Nearest Neighbor¶

See IDL definition for detailed specification.
See Algorithms for detailed description of algorithms used in this server.

Configuration¶

Configuration is given as a JSON file. We show each field below:

method

Specify algorithm for nearest neighbor. You can use these algorithms.

Value	Method
`"lsh"`	Use Locality Sensitive Hashing based on cosine similarity.
`"minhash"`	Use MinHash. [Ping2010]
`"euclid_lsh"`	Use LSH based on cosine similarity for nearest neighbor search with Euclidean distance.

parameter

Specify parameters for the algorithm. Its format differs for each method.

common

threads:

The number of threads execute random_projection and search. The bigger it is, query latency becomes smaller because data is divided into several parts and processed by multiple threads in parallel. This option has been added since 0.9.0. Single thread is used in before versions. (Integer)
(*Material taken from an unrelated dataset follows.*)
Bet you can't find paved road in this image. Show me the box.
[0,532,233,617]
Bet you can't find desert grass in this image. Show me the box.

The behavior of this option varies as below:

threads < 0
- threads is set to the number of logical CPU cores
threads = 0
- The same behavior as threads is set to 1.
1 <= threads <= The number of logical cores of CPU
- The number of threads is set to threads .
The number of logical cores of CPU < threads .
- The number of threads is set to the number of logical CPU cores. In addtion, data points are divided into threads parts.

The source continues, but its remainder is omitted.